What Is A Healthy Size? 'Size Zero Is Like The Walking Dead,' Model Grace Jones Says

10_22_Grace Jones
Grace Jones attends a signing of her new autobiography "I'll Never Write My Memoirs" at Waterstones, Piccadilly on November 12, 2015, in London. Chris Jackson/Getty Images

Amid an effort to diversify the size of models who appear in magazines, billboards and elsewhere, it brings to light the question: what is a healthy size? Not a size zero, according to Grace Jones.

In an interview with The Guardian, the 69-year-old supermodel—who also sings, writes music and acts—discussed everything from Donald Trump to being a grandmother, and the current landscape of fashion and modeling.

"Everybody's so skinny. Size zero is like the walking dead. Not sexy at all," Jones told the British newspaper.

At the young age of 18, Jones signed with Wilhelmina, one of the world's most prominent modeling agencies, and went on to grace the covers of Elle and Vogue, among many other accomplishments. When she modeled, she was much bigger than the women she sees on the runway today.

"I would normally be a model size six, eight, though my shoulders are wide, it's hard to make them fit into things. Now I can't get into model sizes, because they're really small," she said.

Jones comments come at a fitting time, considering France recently banned the use of digitally altered photos in magazines if they don't bare a French message that translates to "edited photograph" in English. Those who don't abide by the new law may be fined more than $44,000, or 30 percent of what it costs to produce the advertisement, according to the BBC.

"Exposing young people to normative and unrealistic images of bodies leads to a sense of self-depreciation and poor self-esteem that can impact health-related behaviour," Marisol Touraine, France's minister of social affairs and health, told the BBC.

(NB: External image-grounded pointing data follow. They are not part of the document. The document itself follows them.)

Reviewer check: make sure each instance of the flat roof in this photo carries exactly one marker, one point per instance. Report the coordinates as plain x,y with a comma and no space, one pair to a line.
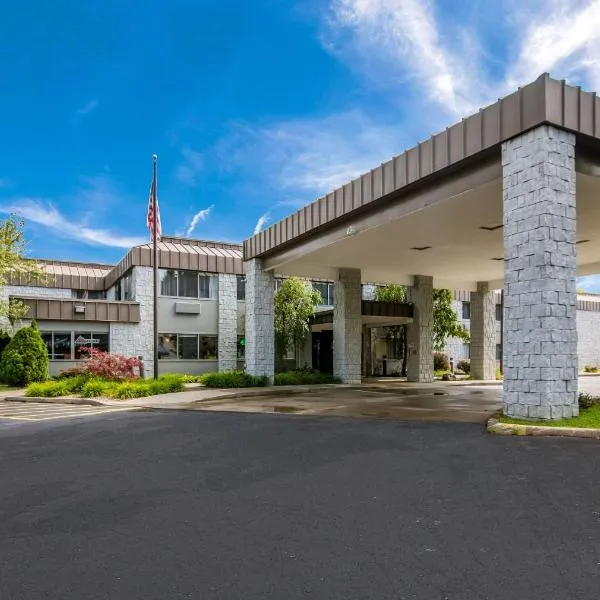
545,100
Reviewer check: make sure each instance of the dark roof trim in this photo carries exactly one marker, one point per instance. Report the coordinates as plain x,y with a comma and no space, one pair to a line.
545,100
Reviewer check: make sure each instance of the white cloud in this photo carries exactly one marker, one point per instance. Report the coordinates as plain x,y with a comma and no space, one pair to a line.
46,214
262,221
192,165
398,44
313,156
88,108
201,215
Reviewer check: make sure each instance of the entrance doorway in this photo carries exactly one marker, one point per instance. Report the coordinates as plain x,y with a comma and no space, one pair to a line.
322,346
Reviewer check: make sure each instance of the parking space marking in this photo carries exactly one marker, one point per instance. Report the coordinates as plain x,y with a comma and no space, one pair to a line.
47,412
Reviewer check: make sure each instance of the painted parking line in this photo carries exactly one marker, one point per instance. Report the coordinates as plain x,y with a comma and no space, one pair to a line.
47,412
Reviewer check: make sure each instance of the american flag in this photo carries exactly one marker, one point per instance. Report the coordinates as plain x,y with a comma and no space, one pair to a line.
150,218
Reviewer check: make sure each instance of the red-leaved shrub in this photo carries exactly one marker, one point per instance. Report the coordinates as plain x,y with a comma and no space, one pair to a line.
112,367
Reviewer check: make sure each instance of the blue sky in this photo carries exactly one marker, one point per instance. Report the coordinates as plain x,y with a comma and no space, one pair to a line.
254,108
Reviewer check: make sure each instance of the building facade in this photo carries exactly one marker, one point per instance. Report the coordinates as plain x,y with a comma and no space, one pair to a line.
202,299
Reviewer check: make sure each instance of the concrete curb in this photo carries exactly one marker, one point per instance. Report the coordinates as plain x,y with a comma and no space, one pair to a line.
59,400
494,426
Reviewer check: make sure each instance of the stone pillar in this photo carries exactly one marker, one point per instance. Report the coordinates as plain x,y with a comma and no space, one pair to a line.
227,322
260,332
540,296
420,332
347,326
367,353
483,332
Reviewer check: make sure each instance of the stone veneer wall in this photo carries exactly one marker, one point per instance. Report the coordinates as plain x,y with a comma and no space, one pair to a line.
540,297
347,326
420,331
260,332
227,329
136,339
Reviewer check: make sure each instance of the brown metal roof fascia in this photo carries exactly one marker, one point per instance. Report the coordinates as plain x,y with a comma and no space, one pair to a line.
373,308
95,310
545,100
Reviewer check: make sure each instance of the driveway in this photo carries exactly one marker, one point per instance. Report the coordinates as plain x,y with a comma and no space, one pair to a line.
195,505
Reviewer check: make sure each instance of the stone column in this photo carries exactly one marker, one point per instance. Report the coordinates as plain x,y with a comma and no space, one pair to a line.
227,322
420,332
367,353
260,333
540,322
347,326
483,332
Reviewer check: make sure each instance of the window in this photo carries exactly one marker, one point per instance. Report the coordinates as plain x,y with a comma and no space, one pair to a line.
67,345
180,346
466,310
58,344
208,347
325,288
167,346
168,283
241,347
188,284
187,347
88,295
241,287
86,339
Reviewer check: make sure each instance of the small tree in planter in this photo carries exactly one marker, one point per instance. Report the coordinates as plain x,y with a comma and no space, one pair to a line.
25,358
295,303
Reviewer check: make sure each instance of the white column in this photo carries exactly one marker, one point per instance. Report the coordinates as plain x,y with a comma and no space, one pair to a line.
483,333
260,332
420,332
347,326
227,322
540,295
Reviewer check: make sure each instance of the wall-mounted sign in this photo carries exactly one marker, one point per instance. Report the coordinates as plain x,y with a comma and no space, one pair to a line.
81,341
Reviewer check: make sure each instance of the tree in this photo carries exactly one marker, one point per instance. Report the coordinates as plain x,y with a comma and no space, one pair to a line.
25,359
13,264
295,303
396,334
445,320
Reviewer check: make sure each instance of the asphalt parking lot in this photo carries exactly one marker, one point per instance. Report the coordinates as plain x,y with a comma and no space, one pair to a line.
188,504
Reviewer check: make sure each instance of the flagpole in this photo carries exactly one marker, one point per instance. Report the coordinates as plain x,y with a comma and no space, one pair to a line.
155,267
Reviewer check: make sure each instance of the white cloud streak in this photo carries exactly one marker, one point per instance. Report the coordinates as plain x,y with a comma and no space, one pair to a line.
46,214
188,171
201,215
88,108
262,222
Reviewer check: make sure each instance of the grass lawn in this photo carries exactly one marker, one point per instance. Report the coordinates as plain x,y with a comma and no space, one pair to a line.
588,418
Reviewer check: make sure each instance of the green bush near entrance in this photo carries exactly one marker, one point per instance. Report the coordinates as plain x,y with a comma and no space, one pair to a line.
304,378
232,379
25,358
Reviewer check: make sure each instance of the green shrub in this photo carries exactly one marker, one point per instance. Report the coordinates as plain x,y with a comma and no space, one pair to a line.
440,362
25,358
232,379
94,388
464,366
587,401
47,389
304,378
130,389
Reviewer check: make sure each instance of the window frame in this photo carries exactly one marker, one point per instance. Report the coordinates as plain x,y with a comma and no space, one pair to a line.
198,337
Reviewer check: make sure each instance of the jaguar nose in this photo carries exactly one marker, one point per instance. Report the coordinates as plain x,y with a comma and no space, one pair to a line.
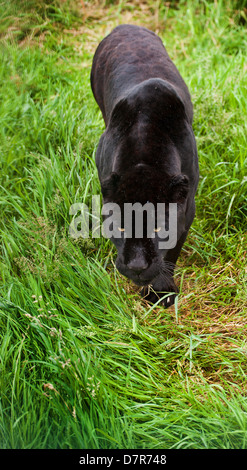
137,265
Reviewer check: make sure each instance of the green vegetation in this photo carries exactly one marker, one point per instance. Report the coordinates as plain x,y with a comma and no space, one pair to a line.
84,361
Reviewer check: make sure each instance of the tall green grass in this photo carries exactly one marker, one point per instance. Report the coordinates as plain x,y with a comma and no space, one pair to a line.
85,363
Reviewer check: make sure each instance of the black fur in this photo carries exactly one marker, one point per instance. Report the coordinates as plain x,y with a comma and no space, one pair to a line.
148,150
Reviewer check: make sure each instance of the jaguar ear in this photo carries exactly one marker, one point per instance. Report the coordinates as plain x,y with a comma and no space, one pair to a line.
109,185
178,188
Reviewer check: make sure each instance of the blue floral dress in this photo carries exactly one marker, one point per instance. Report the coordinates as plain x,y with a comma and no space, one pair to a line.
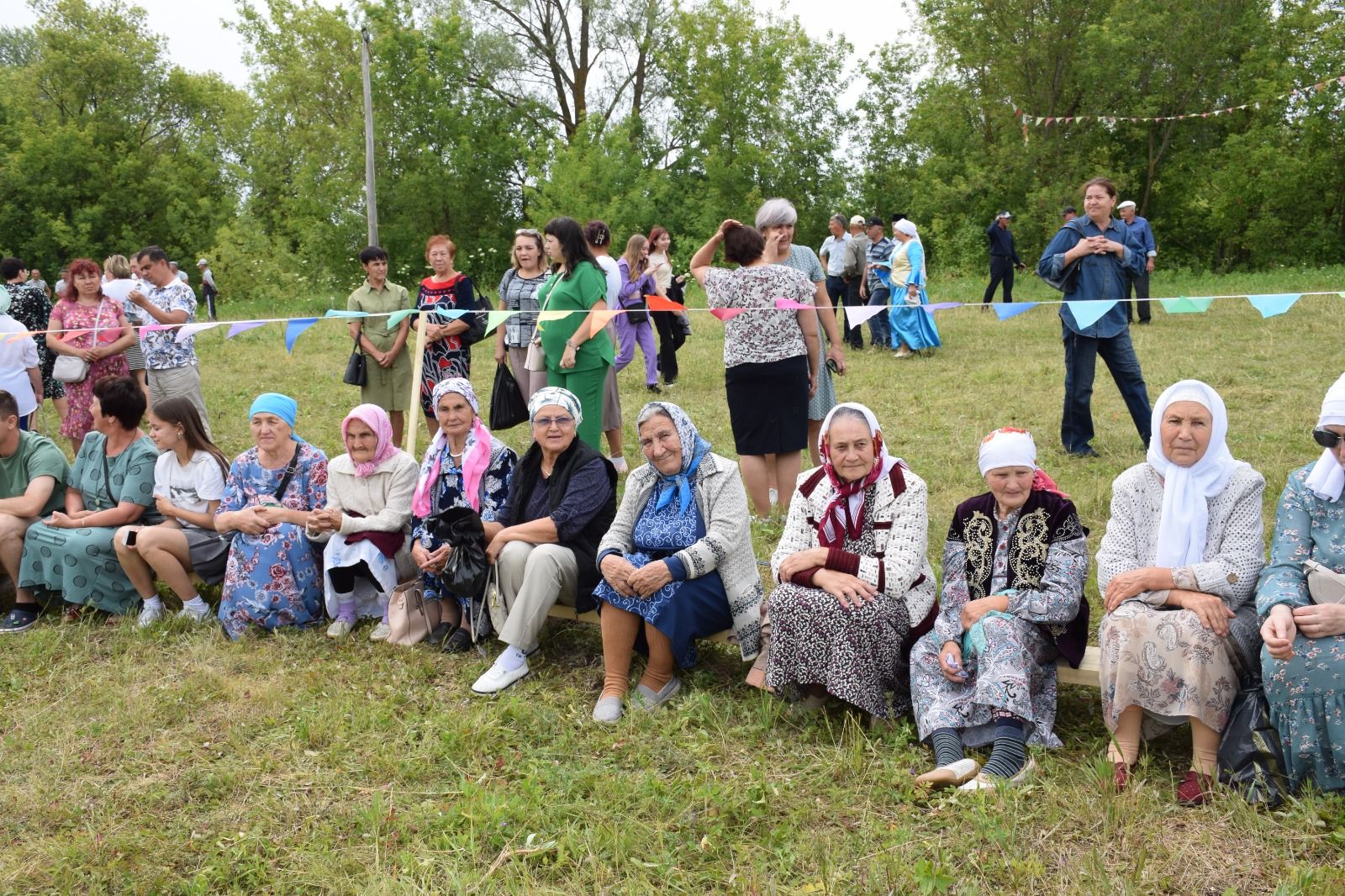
1306,693
272,579
683,609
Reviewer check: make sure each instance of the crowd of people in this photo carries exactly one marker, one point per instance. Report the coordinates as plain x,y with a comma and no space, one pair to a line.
1192,609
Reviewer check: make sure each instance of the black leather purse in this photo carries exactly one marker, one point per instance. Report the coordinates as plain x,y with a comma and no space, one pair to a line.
356,372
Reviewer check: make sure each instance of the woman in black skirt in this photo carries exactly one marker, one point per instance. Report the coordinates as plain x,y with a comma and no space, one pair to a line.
770,356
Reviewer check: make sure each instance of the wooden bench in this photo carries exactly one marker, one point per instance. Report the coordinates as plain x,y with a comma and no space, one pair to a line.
1086,674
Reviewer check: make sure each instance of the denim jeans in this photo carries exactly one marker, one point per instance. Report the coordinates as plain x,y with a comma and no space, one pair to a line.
880,331
1080,362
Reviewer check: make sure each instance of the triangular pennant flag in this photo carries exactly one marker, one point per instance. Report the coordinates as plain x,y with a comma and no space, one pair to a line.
244,326
495,319
728,314
599,320
192,329
1184,306
1089,313
1013,308
1271,306
293,327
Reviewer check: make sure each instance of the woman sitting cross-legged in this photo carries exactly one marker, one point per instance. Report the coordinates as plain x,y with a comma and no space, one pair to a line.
1177,569
112,485
272,579
856,587
562,502
365,524
677,561
188,486
1013,580
464,467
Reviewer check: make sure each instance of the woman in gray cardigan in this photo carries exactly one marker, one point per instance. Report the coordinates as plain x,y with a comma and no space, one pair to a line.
677,562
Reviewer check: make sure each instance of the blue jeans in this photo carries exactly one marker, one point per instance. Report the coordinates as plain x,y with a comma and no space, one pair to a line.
880,331
1080,362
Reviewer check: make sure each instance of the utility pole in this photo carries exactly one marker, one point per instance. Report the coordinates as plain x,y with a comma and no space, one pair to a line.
370,197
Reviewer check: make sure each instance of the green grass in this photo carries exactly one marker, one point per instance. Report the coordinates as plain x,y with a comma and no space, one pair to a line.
174,762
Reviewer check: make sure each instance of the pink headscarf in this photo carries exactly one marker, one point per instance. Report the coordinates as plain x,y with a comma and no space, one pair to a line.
376,419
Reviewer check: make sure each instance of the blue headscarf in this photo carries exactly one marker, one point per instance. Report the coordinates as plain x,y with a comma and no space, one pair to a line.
693,450
273,403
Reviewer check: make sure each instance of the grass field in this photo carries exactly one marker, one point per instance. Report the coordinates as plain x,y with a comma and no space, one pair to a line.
172,762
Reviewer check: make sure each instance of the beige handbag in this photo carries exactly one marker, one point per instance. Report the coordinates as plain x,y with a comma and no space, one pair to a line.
407,615
1324,586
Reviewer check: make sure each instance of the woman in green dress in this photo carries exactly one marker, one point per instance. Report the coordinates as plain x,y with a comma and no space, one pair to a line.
578,353
112,485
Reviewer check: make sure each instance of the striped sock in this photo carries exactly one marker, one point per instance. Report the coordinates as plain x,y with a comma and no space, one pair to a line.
947,746
1010,750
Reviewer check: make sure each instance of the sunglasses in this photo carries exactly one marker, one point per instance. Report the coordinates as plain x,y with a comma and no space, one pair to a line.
1328,439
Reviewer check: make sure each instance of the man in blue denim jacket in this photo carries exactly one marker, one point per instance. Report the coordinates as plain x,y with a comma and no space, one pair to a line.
1109,259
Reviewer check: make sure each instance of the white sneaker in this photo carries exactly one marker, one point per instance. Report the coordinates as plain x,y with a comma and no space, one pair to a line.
497,678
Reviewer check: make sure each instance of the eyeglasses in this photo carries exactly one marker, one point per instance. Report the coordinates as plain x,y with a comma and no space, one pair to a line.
1328,439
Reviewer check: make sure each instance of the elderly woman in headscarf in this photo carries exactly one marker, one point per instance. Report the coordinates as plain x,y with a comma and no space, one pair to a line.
463,467
1177,569
1013,579
562,502
912,327
365,522
1301,598
856,587
677,562
272,577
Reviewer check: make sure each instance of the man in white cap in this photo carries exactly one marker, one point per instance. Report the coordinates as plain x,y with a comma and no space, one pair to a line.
1004,257
1145,237
208,288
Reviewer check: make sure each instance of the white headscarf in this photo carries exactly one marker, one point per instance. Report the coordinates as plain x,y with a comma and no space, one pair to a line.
1328,478
1187,490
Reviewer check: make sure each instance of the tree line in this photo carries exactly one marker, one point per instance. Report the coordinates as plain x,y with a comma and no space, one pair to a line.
498,113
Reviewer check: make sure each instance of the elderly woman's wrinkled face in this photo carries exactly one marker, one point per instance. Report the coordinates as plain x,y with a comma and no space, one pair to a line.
553,428
661,444
361,441
1185,432
269,432
455,414
1010,486
853,448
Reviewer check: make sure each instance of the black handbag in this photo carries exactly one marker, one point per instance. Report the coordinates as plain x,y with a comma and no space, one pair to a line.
1250,757
467,569
356,372
509,408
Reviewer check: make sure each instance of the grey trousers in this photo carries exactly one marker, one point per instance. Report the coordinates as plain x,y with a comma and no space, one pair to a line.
531,579
178,381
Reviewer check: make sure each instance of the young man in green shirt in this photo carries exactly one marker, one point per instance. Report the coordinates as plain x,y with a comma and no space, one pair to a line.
33,483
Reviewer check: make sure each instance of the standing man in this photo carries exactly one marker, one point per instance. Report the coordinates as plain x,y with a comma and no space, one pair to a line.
1004,257
208,288
856,261
171,366
833,262
34,475
388,366
1145,237
874,288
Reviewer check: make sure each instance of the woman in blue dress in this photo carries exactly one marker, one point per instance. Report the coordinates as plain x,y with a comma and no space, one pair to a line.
912,326
677,562
272,576
1304,660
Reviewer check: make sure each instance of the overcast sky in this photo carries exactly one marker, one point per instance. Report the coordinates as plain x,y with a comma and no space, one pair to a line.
201,42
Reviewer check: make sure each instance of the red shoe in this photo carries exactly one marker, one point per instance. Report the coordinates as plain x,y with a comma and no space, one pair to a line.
1195,788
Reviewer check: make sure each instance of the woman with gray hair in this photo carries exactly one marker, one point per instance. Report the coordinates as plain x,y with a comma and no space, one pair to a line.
775,221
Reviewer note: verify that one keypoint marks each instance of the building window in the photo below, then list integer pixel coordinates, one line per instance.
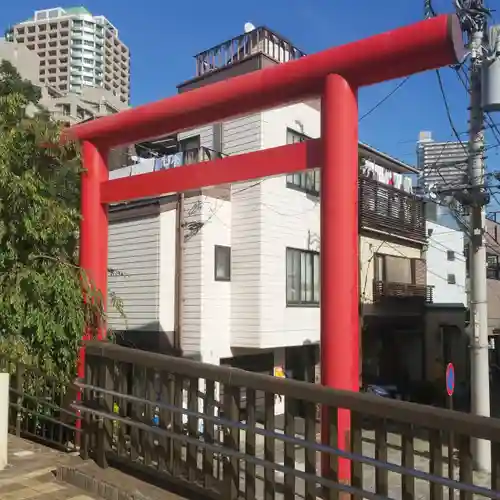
(302, 277)
(307, 182)
(190, 148)
(222, 267)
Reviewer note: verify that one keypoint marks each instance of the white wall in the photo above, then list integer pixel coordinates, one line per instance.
(440, 242)
(289, 218)
(216, 295)
(134, 252)
(166, 301)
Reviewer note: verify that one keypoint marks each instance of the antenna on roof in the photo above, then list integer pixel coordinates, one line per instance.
(249, 27)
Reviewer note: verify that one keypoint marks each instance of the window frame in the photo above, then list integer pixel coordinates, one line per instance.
(226, 253)
(299, 181)
(380, 267)
(315, 257)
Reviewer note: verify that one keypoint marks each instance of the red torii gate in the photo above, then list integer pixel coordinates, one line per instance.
(334, 74)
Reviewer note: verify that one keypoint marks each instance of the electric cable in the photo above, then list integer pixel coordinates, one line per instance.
(388, 96)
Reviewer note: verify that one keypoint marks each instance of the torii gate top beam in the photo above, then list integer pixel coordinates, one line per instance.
(421, 46)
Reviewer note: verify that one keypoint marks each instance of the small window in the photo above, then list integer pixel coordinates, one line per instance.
(307, 182)
(302, 278)
(222, 268)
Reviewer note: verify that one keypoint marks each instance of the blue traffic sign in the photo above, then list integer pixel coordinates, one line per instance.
(450, 379)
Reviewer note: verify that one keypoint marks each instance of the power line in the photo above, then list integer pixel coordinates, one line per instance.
(388, 96)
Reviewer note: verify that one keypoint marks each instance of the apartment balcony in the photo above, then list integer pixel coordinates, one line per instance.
(260, 40)
(384, 291)
(243, 54)
(389, 210)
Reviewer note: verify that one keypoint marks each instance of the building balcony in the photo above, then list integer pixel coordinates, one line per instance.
(258, 41)
(389, 210)
(390, 291)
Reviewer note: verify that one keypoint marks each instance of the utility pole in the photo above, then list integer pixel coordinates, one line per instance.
(473, 16)
(480, 370)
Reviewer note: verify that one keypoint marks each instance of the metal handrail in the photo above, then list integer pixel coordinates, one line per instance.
(410, 413)
(392, 467)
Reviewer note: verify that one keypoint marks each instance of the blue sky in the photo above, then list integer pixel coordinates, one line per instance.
(163, 37)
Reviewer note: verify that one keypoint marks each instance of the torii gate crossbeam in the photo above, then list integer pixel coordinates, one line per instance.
(334, 74)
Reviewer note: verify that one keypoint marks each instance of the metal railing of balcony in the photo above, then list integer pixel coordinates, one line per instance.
(389, 290)
(260, 40)
(187, 157)
(391, 210)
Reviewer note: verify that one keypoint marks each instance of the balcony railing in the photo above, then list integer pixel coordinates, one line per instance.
(261, 40)
(390, 210)
(383, 290)
(194, 155)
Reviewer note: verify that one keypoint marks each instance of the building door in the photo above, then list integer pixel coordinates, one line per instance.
(300, 364)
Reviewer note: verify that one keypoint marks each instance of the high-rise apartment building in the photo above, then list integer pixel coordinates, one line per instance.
(76, 50)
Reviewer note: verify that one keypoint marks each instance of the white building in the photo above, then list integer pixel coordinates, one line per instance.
(446, 262)
(446, 335)
(230, 274)
(76, 50)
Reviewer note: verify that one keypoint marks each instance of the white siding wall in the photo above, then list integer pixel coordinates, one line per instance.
(438, 266)
(168, 222)
(134, 250)
(244, 135)
(289, 218)
(191, 280)
(216, 295)
(205, 133)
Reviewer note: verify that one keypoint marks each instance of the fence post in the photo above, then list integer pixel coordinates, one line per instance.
(4, 418)
(231, 440)
(105, 428)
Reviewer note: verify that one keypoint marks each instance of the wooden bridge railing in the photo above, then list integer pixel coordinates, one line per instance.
(182, 421)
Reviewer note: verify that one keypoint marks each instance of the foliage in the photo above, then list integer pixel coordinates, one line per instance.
(42, 314)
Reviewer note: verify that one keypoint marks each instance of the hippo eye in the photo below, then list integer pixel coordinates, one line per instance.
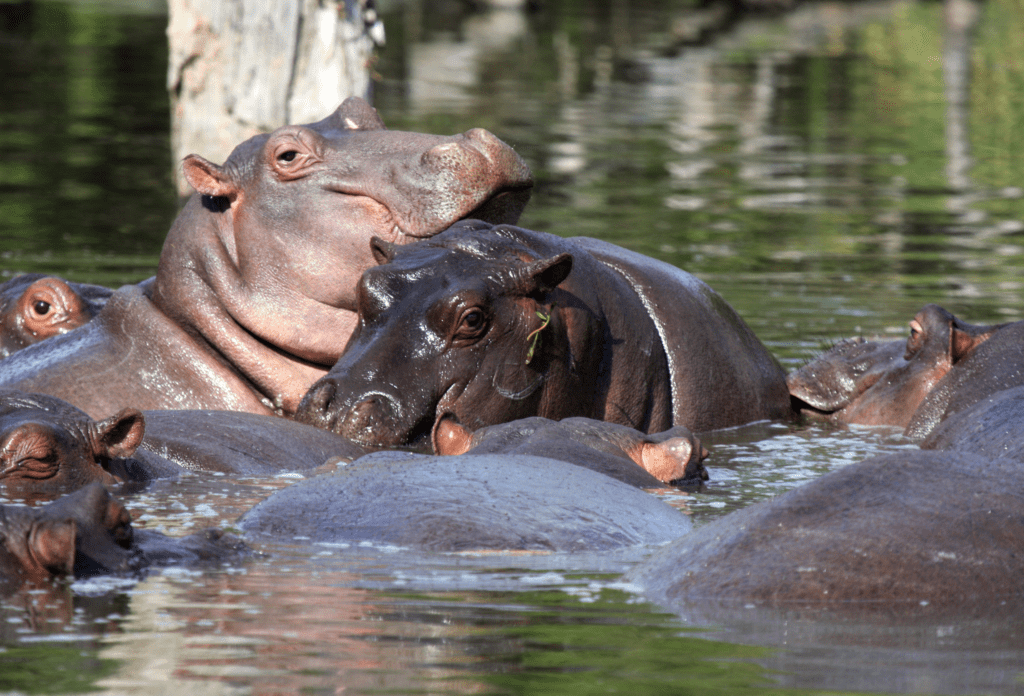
(471, 323)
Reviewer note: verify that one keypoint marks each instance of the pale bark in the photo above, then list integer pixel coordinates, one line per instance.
(239, 68)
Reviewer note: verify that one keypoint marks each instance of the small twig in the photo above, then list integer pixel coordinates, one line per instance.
(536, 334)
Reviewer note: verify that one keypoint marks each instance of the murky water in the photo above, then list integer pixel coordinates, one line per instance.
(828, 171)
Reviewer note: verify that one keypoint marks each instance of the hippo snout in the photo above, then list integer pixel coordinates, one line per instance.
(368, 420)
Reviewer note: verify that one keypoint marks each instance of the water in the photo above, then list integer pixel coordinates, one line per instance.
(819, 168)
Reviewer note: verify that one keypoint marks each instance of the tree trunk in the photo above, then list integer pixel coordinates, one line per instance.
(239, 68)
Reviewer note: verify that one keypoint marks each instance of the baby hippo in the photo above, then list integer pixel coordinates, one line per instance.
(35, 307)
(674, 455)
(88, 533)
(49, 447)
(944, 366)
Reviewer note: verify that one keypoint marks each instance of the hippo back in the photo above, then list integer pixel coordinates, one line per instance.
(721, 374)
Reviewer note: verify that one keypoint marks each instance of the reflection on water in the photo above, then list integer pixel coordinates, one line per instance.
(828, 170)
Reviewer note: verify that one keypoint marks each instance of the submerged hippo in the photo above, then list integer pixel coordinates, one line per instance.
(35, 307)
(255, 293)
(944, 366)
(49, 447)
(468, 503)
(892, 533)
(493, 323)
(87, 533)
(675, 455)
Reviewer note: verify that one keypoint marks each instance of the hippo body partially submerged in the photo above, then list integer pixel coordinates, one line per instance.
(464, 504)
(893, 533)
(49, 447)
(493, 323)
(35, 307)
(255, 294)
(624, 453)
(945, 365)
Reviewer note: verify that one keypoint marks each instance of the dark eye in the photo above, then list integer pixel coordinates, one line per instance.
(472, 322)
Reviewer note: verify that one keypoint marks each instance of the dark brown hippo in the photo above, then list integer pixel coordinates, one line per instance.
(889, 534)
(465, 504)
(944, 366)
(88, 532)
(675, 455)
(49, 447)
(494, 323)
(35, 307)
(255, 293)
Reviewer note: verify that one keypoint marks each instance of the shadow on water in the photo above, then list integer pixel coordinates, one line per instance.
(803, 163)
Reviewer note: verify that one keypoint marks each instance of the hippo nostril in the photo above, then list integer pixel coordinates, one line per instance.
(370, 421)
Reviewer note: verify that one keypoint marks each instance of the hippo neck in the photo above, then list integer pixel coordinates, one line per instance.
(281, 343)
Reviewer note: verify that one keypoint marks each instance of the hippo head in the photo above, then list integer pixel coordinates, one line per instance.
(463, 323)
(875, 383)
(34, 307)
(264, 260)
(83, 533)
(48, 447)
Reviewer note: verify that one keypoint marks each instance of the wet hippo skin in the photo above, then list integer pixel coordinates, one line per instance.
(494, 322)
(890, 533)
(675, 455)
(255, 292)
(88, 532)
(944, 366)
(35, 307)
(467, 503)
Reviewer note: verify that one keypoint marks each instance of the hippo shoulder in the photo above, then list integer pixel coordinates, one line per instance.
(467, 503)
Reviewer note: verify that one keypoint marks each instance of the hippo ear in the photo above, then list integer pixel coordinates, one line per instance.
(120, 435)
(450, 436)
(546, 274)
(208, 178)
(51, 546)
(382, 250)
(355, 114)
(49, 306)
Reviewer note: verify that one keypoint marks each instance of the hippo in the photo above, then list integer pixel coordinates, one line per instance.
(255, 291)
(465, 504)
(675, 455)
(49, 447)
(35, 307)
(890, 534)
(496, 322)
(88, 532)
(945, 365)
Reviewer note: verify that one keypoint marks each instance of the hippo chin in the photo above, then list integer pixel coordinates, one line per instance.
(35, 307)
(465, 504)
(493, 323)
(255, 293)
(944, 366)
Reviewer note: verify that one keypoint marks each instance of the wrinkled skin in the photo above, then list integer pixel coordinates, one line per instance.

After France —home to the world's fashion capital— announced the new law on October 1, one of the most popular stock photo sites joined the movement. On the same day, Getty Images updated its submission requirements for photographers: "...do not submit to us any creative content depicting models whose body shapes have been retouched to make them look thinner or larger," the company said in a statement.

Like the law in France, Getty's policy doesn't apply to hair color or blemish removal in photos. The latest changes are part of a larger effort of the global body-positive movement.

"Our perceptions of what is possible are often shaped by what we see: positive imagery can have [a] direct impact on fighting stereotypes, creating tolerance, and empowering communities to feel represented in society," Getty Images wrote in a statement to NBC'S Today Style. "Over the last several years, Getty Images has made a concerted effort to change the way women and other marginalized communities are represented in media and advertising."